PPP Flexibility Act Passed
After the massive PPP was rolled out in a matter of weeks, small businesses began asking for changes to allow the program to address rapidly developing challenges. After some debate, Congress overwhelmingly passed the PPP Flexibility Act, and it became law on June 5.
- Extension of the maturity period for unforgiven PPP loans from two years to five years
- Extension of the covered period during which a loan recipient may use the funds for certain expenses, while remaining eligible for forgiveness, from eight weeks to 24 weeks
- Increase to the non-payroll portion of a forgivable covered loan amount from 25% up to 40%
- Extension of the period in which an employer may rehire or eliminate a reduction in employment, salary or wages that would otherwise reduce the forgivable amount of a paycheck protection loan to Dec. 31, 2020
Housing Provisions in Infrastructure Act
The House will vote soon on an infrastructure package called the Moving Forward Act. Included are provisions from the Housing Is Infrastructure Act of 2020 drafted by Maxine Waters, Chairwoman of the House Financial Services Committee. This proposal aims to provide investments to create and preserve approximately 1.8 million affordable homes.
- $70 billion to address the capital needs for public housing homes
- $1 billion to address the capital needs for Section 515 and 514 rural homes
- $1 billion to support mitigation efforts that can protect communities from future disasters
- $5 billion for the Housing Trust Fund
- $100 million to help low-income elderly households in rural areas to age in place
- $10 billion for a Community Development Block Grant (CDBG) set-aside to incentivize states and cities to eliminate impact fees and responsibly streamline the process for development of affordable housing
- $5 billion for the HOME Investment Partnerships Program
- $5 billion for the Supportive Housing for the Elderly program (Section 202) and the Supportive Housing for Persons with Disabilities program (Section 811)
- $2.5 billion to the Capital Magnet Fund for competitive grants to Community Development Financial Institutions
Qualified Mortgage Proposed Rule Released
The Consumer Financial Protection Bureau (CFPB) issued a proposed rule to update the definition of a qualified mortgage (QM) under the Truth in Lending Act (Regulation Z).

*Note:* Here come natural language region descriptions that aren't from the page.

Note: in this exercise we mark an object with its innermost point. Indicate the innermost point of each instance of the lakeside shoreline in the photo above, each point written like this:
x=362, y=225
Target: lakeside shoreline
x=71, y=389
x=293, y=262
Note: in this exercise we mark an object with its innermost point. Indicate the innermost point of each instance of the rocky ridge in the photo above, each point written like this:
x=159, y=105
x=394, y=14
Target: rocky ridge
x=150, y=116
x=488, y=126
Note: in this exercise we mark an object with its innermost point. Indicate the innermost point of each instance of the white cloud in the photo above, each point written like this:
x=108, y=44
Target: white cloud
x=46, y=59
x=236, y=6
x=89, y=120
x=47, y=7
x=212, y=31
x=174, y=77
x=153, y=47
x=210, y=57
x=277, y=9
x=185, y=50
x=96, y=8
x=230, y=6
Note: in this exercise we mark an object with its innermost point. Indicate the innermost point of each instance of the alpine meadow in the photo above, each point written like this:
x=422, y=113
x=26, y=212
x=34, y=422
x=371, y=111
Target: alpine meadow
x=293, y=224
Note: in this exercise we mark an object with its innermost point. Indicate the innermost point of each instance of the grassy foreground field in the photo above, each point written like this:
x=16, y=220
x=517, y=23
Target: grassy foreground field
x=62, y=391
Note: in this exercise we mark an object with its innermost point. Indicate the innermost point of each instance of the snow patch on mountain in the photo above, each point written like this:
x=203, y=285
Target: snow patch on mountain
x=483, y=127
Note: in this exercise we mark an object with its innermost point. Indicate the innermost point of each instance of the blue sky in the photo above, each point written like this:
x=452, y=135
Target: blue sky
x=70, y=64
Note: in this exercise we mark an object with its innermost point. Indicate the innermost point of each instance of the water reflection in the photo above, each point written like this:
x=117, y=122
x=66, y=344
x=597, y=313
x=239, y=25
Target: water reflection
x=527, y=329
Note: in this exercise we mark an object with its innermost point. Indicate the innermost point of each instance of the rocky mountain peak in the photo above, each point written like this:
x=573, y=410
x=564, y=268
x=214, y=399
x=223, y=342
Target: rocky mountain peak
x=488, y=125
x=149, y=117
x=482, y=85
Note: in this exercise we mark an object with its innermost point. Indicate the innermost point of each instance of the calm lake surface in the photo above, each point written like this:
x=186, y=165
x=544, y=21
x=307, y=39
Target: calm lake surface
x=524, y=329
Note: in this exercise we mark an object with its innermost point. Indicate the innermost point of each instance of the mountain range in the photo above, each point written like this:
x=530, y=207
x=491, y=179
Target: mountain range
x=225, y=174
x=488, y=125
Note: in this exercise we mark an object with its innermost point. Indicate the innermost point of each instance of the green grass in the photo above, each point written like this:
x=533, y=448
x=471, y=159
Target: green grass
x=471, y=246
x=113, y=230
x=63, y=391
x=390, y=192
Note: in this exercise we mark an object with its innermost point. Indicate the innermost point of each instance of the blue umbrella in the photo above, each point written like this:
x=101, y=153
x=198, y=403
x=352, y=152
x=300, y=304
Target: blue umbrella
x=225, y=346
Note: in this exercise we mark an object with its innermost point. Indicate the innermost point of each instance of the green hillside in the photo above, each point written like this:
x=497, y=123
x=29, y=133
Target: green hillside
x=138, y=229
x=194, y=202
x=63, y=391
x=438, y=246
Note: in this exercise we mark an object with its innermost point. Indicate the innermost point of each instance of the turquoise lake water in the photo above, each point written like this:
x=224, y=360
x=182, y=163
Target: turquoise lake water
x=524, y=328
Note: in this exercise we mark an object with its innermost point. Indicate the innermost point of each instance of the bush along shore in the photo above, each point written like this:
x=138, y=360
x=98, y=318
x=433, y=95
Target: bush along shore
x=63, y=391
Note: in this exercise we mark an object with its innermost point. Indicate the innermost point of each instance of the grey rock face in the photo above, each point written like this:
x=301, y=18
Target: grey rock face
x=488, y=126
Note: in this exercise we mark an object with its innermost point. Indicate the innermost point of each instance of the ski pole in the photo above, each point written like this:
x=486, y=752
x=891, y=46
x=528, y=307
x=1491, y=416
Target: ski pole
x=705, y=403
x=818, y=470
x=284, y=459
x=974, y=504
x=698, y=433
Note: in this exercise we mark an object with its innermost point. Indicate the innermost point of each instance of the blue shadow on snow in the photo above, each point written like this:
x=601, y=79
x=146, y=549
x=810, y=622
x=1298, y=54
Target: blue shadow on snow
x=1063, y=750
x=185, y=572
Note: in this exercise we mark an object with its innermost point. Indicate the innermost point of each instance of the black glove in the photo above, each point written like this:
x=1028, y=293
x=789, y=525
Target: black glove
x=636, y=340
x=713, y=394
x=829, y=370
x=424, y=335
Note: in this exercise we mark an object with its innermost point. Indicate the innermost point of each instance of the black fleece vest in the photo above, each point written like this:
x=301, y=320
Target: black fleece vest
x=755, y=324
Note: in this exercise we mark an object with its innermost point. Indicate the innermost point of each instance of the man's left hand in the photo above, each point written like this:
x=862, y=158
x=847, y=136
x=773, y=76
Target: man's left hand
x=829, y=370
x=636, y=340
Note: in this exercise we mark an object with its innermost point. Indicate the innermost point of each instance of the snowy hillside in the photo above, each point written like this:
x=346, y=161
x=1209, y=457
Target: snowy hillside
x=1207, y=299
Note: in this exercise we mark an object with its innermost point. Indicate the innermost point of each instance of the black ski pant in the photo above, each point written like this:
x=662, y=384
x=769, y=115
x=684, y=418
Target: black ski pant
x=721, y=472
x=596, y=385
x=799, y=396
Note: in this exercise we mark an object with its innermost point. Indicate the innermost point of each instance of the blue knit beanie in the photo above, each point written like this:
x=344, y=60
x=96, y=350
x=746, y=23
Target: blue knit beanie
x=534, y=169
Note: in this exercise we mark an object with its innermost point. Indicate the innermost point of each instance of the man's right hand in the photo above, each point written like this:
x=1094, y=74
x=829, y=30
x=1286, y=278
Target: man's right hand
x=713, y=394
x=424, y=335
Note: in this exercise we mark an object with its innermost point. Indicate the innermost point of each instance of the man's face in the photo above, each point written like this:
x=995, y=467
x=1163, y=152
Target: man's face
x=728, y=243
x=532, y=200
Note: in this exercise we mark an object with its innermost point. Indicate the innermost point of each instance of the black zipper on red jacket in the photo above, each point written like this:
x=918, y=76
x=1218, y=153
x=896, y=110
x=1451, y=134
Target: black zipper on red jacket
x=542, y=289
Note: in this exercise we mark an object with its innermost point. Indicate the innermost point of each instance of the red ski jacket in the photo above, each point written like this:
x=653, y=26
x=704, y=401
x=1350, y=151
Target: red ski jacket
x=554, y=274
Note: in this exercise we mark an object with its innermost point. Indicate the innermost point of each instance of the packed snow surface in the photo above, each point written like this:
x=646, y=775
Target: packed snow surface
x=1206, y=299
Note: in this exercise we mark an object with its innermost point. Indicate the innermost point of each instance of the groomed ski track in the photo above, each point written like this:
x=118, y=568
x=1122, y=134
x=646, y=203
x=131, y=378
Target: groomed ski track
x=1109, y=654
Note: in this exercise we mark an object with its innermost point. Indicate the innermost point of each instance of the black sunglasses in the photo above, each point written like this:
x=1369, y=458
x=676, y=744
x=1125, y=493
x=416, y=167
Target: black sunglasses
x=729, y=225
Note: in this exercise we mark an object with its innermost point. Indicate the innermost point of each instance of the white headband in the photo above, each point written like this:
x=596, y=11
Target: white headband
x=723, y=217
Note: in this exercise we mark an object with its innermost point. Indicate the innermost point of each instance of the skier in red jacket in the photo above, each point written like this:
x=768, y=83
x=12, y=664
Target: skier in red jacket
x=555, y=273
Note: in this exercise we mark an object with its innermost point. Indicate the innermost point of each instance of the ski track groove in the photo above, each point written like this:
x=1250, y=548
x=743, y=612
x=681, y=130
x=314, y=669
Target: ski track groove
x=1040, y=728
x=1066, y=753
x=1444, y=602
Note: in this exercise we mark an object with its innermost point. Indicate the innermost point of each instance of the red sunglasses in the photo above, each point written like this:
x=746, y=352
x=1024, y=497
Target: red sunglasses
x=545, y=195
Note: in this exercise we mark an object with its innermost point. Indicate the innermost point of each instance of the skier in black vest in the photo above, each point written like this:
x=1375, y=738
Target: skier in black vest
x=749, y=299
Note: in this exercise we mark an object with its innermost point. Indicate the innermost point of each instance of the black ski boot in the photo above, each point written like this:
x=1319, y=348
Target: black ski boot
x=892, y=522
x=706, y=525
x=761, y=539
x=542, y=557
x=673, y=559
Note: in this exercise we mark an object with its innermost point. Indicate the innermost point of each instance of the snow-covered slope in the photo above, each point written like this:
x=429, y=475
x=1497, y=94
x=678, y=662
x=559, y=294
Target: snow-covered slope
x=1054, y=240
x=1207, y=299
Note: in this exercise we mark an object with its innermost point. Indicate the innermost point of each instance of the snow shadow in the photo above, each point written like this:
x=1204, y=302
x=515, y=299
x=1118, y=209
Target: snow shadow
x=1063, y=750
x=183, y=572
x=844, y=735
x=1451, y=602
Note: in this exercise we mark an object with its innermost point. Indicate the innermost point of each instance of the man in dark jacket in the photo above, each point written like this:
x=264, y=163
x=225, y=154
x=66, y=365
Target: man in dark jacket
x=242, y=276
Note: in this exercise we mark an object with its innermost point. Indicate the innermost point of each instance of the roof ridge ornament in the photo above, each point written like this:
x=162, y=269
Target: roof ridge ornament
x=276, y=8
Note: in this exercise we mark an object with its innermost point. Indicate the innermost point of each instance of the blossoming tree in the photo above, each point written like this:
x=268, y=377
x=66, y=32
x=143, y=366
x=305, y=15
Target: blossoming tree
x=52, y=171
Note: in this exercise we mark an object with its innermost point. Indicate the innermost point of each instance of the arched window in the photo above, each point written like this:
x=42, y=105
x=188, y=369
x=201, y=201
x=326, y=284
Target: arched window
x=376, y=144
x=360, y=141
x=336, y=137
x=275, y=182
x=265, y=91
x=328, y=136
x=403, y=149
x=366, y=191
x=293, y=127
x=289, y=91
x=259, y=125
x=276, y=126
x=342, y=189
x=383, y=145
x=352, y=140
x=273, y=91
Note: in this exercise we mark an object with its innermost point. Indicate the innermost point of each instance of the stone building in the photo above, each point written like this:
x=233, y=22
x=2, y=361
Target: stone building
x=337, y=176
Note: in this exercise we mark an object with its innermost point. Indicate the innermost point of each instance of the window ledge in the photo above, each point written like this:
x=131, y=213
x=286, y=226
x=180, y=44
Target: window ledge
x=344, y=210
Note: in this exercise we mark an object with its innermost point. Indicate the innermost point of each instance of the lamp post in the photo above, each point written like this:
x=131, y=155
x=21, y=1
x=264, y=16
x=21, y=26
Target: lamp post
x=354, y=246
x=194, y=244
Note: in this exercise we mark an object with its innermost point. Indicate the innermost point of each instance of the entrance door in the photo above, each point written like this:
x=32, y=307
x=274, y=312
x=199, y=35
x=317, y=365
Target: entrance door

Regulation Z requires creditors to make a reasonable, good faith determination of a consumer’s ability to repay any residential mortgage loan. Loans that meet Regulation Z’s requirements for QM obtain certain protections from liability.
The proposed rule includes:
- Replacement of the 43% debt-to-income (DTI) ratio limit with a price-based threshold
- Price threshold calculated by comparing a loan’s annual percentage rate against the average prime offer rate for a comparable transaction – a loan will qualify if it’s less than two percentage points above and there are higher price thresholds included for smaller loans
- Request for input on hybrid approach with DTI and price thresholds used – it also asks for input on increasing DTI to 45%-48%
Brokered Deposit Bill Introduced in the Senate
Sen. Jerry Moran (R-Kan.) introduced S.3962 to replace Section 29 of the Federal Deposit Insurance Act (“FDI Act”), which sets restrictions on the acceptance of brokered deposits with limitations on asset growth. Section 29 of the FDI Act has not been updated in more than 30 years. The regulatory and supervisory environment has changed significantly over time, becoming both more responsive and more targeted to an increasingly online, mobile and diverse industry shaped by major technological advancements.
In December 2019, FDIC Chairman Jelena McWilliams suggested Congress consider “replacing Section 29 of the FDI Act with a simple restriction on asset growth for banks that are in trouble.” She confirmed her support for this action before the Senate Banking Committee and the House Financial Services Committee in May of this year.
Supreme Court Decision on CFPB
The Supreme Court ruled 5-4 in the case Seila Law v. Consumer Financial Protection Bureau that the single-director structure of the CFPB is unconstitutional as the president can only remove the director for cause instead of at will.